Net interest income grew 24 per cent to Rs 7,068.5 crore, against Rs 5,699.9 crore in the corresponding quarter of FY15.
Other income for the bank, which includes fees, commissions, forex gains etc., grew by 13.3 per cent in the quarter ended December to Rs 2,872.2 crore, compared with Rs 2,534.9 crore in the third quarter of FY15.
The lender witnessed some concerns on asset quality with gross non-performing assets (NPAs) increasing on a sequential basis to 0.97 per cent from 0.91 per cent in the quarter ended September. In the same period, net NPA also increased to 0.29 per cent from 0.25 per cent. At the end of the October-December quarter in FY15, gross NPA and net NPA stood at 0.99 per cent and 0.26 per cent, respectively.

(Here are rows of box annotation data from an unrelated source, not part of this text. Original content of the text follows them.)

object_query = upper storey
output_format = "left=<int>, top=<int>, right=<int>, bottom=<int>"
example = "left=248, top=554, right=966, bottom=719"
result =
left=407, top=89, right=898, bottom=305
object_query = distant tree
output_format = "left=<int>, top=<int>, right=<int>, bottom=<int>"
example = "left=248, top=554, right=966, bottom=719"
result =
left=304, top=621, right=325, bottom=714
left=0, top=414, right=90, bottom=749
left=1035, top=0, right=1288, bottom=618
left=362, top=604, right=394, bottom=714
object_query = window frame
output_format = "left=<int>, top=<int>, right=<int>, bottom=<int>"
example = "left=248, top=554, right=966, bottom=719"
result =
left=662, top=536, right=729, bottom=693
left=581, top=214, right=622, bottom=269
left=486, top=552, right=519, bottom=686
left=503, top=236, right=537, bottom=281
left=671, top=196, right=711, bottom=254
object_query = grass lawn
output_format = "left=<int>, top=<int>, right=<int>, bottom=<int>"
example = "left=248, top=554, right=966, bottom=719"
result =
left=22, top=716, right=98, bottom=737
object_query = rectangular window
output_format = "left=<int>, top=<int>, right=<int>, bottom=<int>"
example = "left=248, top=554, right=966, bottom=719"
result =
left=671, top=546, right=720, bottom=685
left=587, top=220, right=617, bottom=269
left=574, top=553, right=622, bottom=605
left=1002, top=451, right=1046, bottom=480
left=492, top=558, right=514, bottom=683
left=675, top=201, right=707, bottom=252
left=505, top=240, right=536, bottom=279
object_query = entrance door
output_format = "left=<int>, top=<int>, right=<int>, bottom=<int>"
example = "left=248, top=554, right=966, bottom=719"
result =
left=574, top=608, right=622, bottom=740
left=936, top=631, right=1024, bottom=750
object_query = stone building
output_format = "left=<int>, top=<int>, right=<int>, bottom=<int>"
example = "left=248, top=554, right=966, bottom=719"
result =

Paresh Sukthankar, deputy managing director, said the lender did see some slippages from the agri business and business banking verticals.
“We have had no new bad loans recognition as a result of the systemic review carried out by the Reserve Bank of India. However, there was some minor increase in provisioning that we had to undertake as a result of it, as the account was already into NPA.”
The provisions and contingencies for the quarter was Rs 653.9 crore (consisting of specific loan loss provisions of Rs 601.5 crore, general provisions of Rs 49.9 crore and other provisions of Rs 2.5 crore) against Rs 560.4 crore (consisting of specific loan loss provisions of Rs 487.6 crore, general provisions of Rs 62.2 crore and other provisions of Rs 10.6 crore) for the corresponding quarter a year ago.
Deposits grew 26.5 per cent to Rs 5.23 lakh crore and advances grew 25.7 per cent to Rs 4.36 lakh crore at the end of the quarter. Growth in advances was led by retail loan growth at 29.2 per cent followed by growth in wholesale business at 18.9 per cent. The loan mix between retail and wholesale was 53:47.
“It was a challenging quarter of credit and deposit growth for the industry with both hovering around the 10 per cent levels. However, we have still managed to outpace the system growth while maintaining our margin and asset quality. The environment still remains challenging and so we have to be cautious on what happens on the wholesale side,” Sukthankar said.